Published online Jun 7, 2020. doi: 10.3748/wjg.v26.i21.2740
Peer-review started: February 22, 2020
First decision: April 12, 2020
Revised: April 24, 2020
Accepted: May 14, 2020
Article in press: May 14, 2020
Published online: June 7, 2020
Liver cirrhosis and diabetes mellitus (DM) are both common conditions with significant socioeconomic burden and impact on morbidity and mortality. A bidirectional relationship exists between DM and liver cirrhosis regarding both etiology and disease-related complications. Type 2 DM (T2DM) is a well-recognized risk factor for chronic liver disease and vice-versa, DM may develop as a complication of cirrhosis, irrespective of its etiology.

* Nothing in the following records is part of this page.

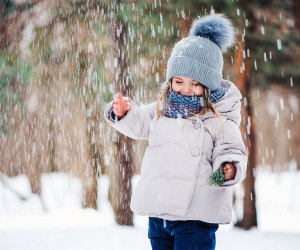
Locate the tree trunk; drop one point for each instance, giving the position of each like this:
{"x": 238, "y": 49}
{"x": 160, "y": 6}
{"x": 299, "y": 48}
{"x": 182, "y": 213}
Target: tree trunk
{"x": 120, "y": 186}
{"x": 249, "y": 219}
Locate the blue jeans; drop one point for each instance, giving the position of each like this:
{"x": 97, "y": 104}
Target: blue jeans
{"x": 181, "y": 235}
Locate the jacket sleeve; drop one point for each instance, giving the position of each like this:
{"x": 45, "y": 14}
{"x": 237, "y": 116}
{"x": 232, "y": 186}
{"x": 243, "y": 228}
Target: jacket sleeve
{"x": 229, "y": 147}
{"x": 135, "y": 124}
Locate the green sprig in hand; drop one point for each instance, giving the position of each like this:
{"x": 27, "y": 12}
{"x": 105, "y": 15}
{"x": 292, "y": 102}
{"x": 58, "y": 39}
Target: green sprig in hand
{"x": 226, "y": 172}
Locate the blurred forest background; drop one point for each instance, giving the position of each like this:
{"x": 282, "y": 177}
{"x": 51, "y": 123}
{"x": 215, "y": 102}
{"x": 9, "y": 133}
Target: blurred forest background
{"x": 61, "y": 61}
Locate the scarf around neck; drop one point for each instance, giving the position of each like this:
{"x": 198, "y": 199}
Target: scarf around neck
{"x": 181, "y": 106}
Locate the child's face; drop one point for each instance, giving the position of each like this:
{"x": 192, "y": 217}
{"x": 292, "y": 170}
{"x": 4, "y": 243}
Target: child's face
{"x": 186, "y": 86}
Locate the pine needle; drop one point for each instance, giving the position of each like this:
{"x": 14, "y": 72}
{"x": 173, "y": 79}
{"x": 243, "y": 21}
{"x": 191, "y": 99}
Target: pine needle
{"x": 217, "y": 178}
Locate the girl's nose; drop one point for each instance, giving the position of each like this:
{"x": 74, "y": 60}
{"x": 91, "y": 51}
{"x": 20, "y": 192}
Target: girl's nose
{"x": 187, "y": 90}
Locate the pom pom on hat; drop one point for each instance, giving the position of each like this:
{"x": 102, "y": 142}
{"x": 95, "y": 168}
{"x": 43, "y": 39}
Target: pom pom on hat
{"x": 217, "y": 28}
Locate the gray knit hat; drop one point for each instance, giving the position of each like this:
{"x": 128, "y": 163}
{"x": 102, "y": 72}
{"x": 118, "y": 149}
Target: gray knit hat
{"x": 199, "y": 56}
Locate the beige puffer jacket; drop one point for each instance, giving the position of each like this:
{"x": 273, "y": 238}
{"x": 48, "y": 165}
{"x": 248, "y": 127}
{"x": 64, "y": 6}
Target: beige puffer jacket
{"x": 181, "y": 156}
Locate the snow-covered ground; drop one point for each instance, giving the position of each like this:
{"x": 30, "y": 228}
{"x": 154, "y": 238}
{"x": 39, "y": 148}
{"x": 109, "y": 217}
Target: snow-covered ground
{"x": 25, "y": 224}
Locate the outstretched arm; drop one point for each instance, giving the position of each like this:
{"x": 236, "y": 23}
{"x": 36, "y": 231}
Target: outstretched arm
{"x": 128, "y": 118}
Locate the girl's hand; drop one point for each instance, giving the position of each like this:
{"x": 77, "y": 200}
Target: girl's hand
{"x": 229, "y": 171}
{"x": 120, "y": 105}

Liver transplantation (LT) represents an important treatment option for patients with end-stage liver disease due to non-alcoholic fatty liver disease (NAFLD), which represents a hepatic manifestation of metabolic syndrome and a common complication of T2DM. The metabolic risk factors including immunosuppressive drugs, can contribute to persistent or de novo development of DM and NAFLD after LT. T2DM, obesity, cardiovascular morbidities and renal impairment, frequently associated with metabolic syndrome and NAFLD, may have negative impact on short and long-term outcomes following LT. The treatment of DM in the context of chronic liver disease and post-transplant is challenging, but new emerging therapies such as glucagon-like peptide-1 receptor agonists (GLP-1RAs) and sodium–glucose cotransporter 2 inhibitors (SGLT2i) targeting multiple mechanisms in the shared pathophysiology of disorders such as oxidative stress and chronic inflammation are a promising tool in future patient management.
Core tip: This review explores complex relationships and mechanisms involved in the interplay between diabetes mellitus and liver disease before and after liver transplantation, especially in the term of non-alcoholic fatty liver disease, which then relate to management issues, newer treatment options and patient outcomes.